From: Douglas Gregor (doug.gregor_at_[hidden])
Date: 2007-09-01 16:55:32
On Sat, 2007-09-01 at 13:02 -0700, Chris Lattner wrote:
> >> No, you're technically correct. Some semantic analysis is certainly
> >> required to parse C++, so you can't completely drop semantic analysis
> >> and still parse.
> > Isn't "some" a huge understatement? I mean, c'mon, you need to do
> > overload resolution! Just evaluate
> > boost::detail::is_incrementable<X>::value for some X, for example.
> C++ is clearly more complicated than C. The minimal amount of
> semantic processing for C++ will probably include scoping, namespace,
> class and function processing (where in C you just need to track
> typedefs + scoping). However, you don't need to track function
> bodies and a lot of other things if you don't want to.

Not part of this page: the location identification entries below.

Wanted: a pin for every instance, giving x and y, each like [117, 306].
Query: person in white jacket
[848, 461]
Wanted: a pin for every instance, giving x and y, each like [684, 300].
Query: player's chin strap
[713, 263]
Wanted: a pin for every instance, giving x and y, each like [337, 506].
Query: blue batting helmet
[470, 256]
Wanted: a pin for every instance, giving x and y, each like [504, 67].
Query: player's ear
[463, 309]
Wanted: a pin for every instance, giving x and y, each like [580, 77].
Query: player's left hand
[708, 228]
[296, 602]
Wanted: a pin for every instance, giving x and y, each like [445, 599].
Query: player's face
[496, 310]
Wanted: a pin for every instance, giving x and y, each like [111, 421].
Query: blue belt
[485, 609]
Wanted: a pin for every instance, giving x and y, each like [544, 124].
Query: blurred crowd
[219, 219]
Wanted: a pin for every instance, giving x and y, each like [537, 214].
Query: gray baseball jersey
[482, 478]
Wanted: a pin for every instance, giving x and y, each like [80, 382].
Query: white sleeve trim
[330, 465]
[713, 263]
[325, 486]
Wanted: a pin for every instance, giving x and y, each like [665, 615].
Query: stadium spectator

As Dave noted, it also includes template instantiation and overload
resolution. It's a phenomenal amount of work to write a full C++ parser,
because you need nearly everything that a compiler needs.
Once you have that, "minimal" semantic analysis can still be very
useful. That minimal analysis still includes most of the capabilities of
a compiler (yes, template instantiation and overloading have to be there
to be 100% correct), but it can still avoid instantiations of function
templates, instantiations of class templates without specializations,
code generation, and much of the other semantic analysis tasks. So while
an AST-producing C++ parser won't have much less code than a full C++
compiler, it will execute far less of that code. You need template
instantiation and overload resolution, but only in very limited cases.

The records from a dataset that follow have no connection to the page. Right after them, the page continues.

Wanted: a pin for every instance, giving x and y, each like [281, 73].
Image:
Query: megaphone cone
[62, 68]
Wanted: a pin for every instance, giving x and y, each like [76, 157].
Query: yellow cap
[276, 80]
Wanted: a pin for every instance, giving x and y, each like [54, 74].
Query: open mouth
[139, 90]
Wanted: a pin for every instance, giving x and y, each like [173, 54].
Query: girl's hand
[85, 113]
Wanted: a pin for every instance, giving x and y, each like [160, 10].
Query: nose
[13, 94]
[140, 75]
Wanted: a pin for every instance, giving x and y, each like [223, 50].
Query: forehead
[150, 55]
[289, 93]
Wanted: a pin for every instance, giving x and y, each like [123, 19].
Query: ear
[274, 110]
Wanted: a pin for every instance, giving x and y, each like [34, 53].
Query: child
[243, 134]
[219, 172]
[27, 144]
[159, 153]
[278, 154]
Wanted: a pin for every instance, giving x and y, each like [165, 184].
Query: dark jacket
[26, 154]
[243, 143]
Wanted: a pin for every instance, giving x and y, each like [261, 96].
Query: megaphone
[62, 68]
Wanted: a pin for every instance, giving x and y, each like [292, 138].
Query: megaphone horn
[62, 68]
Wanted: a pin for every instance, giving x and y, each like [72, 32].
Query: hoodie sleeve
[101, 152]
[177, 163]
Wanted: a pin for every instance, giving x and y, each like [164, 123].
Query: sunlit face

> As Doug mentioned, the most important point of the design space we
> are in is to keep the syntax and semantics partitioned from each
> other. This makes it easier to understand either of the two and
> enforces a clear and well-defined interface boundary between the
> two. Having both a minimal semantics implementation and a full AST-
> building semantics analysis module is more useful as verification
> that the interfaces are correct than anything else.
It's also extremely useful for anyone who wants to manipulate the ASTs.
The reason GCC is so darned hard to work with (aside from the crusty C
code and ambiguous data structures) is that there is no separate API for
manipulating the AST. The parsing is intertwined with the semantic
analysis, so if you want to go through and build a new tree *without*
parsing code for that tree, things can get ugly.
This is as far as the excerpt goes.